Member of the Maharashtra Legislative Assembly
- Incumbent
- Assumed office 2009
- Preceded by: Vinay Natu
- Constituency: Guhagar

Minister of Water Resources Government of Maharashtra
- In office 26 June 2014 – 19 October 2014
- Chief Minister: Prithviraj Chavan
- Portfolio: Water Resources

State President of the Nationalist Congress Party (Maharashtra)
- In office 15 June 2013 – 25 June 2014
- Preceded by: Madhukar Pichad
- Succeeded by: Sunil Tatkare

Minister of State Government of Maharashtra
- In office 19 November 2010 – 11 June 2013
- Chief Minister: Prithviraj Chavan
- Portfolios: Urban Development; Forest; Ports; Sports & Youth Welfare; Parliamentary Affairs; Fisheries; Law & Order;

Member of the Maharashtra Legislative Council
- In office 2006–2010
- Preceded by: Anant Tare
- Succeeded by: Anil Tatkare
- Constituency: Raigad–Ratnagiri–Sindhudurg Local Authorities

Member of the Maharashtra Legislative Assembly
- In office 1995–2004
- Preceded by: Bapu Khedekar
- Succeeded by: Ramesh Kadam
- Constituency: Chiplun

Personal details
- Born: August 1, 1957 (age 69) Ratnagiri, Maharashtra, India
- Party: Shiv Sena (UBT) (2022–present)
- Other political affiliations: Shiv Sena (–2004; 2019–2022); Nationalist Congress Party (2004–2019);
- Occupation: Politician

= Bhaskar Jadhav =

Indian politician

Bhaskar Bhaurao Jadhav (born 1 August 1957) is an Indian politician from Ratnagiri, Maharashtra.

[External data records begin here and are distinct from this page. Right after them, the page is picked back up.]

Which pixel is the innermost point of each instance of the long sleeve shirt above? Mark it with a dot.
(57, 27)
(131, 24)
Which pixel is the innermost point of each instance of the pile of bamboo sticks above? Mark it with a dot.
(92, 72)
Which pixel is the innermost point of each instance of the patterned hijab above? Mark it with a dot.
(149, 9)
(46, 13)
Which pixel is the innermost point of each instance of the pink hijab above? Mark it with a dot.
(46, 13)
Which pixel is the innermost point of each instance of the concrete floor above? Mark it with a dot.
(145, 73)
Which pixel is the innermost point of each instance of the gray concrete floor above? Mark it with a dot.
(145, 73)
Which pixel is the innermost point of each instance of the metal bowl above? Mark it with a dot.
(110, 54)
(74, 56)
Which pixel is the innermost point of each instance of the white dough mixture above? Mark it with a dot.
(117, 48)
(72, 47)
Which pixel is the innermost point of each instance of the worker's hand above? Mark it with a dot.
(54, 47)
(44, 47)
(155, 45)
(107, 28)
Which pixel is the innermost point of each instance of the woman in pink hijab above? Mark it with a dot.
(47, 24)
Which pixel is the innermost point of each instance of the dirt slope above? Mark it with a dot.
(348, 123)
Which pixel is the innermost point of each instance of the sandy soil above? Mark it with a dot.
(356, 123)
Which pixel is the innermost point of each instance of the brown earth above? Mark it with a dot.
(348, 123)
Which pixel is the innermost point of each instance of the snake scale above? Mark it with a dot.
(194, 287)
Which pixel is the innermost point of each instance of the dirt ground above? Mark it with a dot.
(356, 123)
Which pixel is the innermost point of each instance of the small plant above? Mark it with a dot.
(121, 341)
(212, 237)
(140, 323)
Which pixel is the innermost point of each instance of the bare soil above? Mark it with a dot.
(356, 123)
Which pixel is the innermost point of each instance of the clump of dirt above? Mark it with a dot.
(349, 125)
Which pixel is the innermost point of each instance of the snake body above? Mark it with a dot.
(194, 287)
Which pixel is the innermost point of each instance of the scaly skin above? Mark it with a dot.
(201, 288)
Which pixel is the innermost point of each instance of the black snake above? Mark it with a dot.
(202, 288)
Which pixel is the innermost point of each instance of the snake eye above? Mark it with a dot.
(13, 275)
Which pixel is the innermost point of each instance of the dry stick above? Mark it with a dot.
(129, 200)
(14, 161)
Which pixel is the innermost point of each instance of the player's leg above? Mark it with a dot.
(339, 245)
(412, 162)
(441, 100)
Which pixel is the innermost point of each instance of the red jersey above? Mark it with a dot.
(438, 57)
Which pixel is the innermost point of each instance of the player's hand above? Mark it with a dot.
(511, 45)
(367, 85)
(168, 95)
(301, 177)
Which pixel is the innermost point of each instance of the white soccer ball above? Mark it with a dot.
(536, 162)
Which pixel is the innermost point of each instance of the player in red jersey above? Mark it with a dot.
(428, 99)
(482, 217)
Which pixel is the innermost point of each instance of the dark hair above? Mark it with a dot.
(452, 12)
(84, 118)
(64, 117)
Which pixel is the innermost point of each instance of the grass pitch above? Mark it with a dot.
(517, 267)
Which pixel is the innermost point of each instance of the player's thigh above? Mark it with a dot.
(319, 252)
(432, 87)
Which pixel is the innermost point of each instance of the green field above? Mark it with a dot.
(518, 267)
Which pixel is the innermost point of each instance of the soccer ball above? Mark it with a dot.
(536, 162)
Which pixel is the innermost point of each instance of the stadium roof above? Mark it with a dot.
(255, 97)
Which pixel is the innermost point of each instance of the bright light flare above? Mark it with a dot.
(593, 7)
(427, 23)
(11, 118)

He was a Member of the Legislative Assembly for Guhagar and has previously served as Cabinet Minister for Water Resources. He has also held roles as Minister of State for Urban Development, Forest, Ports, Sports & Youth Welfare, Parliamentary Affairs, Ex-Defence Welfare, Law & Order, Fisheries, and served as the Guardian Minister of Ratnagiri.

He had earlier represented the Chiplun constituency in the Maharashtra Legislative Assembly from 1995 to 2004. After disagreements with the leadership, he left Shiv Sena and contested the 2004 Assembly election from Chiplun as an Independent but was unsuccessful. After the 2004 election, he joined the Nationalist Congress Party. He was later elected to the Maharashtra Legislative Council from the Raigad–Ratnagiri–Sindhudurg Local Authorities constituency, serving from 2006 to 2009. In the 2009 Assembly elections, he contested from Guhagar and went on to win the seat for four consecutive terms. He also served as the Maharashtra state president of the Nationalist Congress Party from 2013 to 2014.

In 2019, he rejoined Shiv Sena, and after the 2022 party split, he remained with Shiv Sena (UBT).

==Positions held==
- 1992: Elected as Member of the Ratnagiri Zilla Parishad.
- 1995: Elected as Member of the Maharashtra Legislative Assembly (1st term).
- 1999: Re-elected as Member of the Maharashtra Legislative Assembly (2nd term).
- 2006: Elected as Member of the Maharashtra Legislative Council.
- 2009: Re-elected as Member of the Maharashtra Legislative Assembly (3rd term).
- 19 November 2010 – 11 June 2013: Appointed Minister of State for-
  - Urban Development
  - Forest
  - Ports
  - Sports & Youth Welfare
  - Parliamentary Affairs
  - Fisheries
  - Law & Order
- 19 November 2010 – 11 June 2013: Simultaneously served as Guardian Minister of Ratnagiri District.
- 2013: Appointed Maharashtra State President of the Nationalist Congress Party
- 26 June 2014 – 19 October 2014: Appointed Cabinet Minister of Water Resources.
- 2014: Re-elected as Member of the Maharashtra Legislative Assembly (4th term).
- 2019: Re-elected as Member of the Maharashtra Legislative Assembly (5th term).
- 2024: Re-elected as Member of the Maharashtra Legislative Assembly (6th term).
- 2024: Appointed Shiv Sena (UBT) Group Leader of the newly elected MLAs.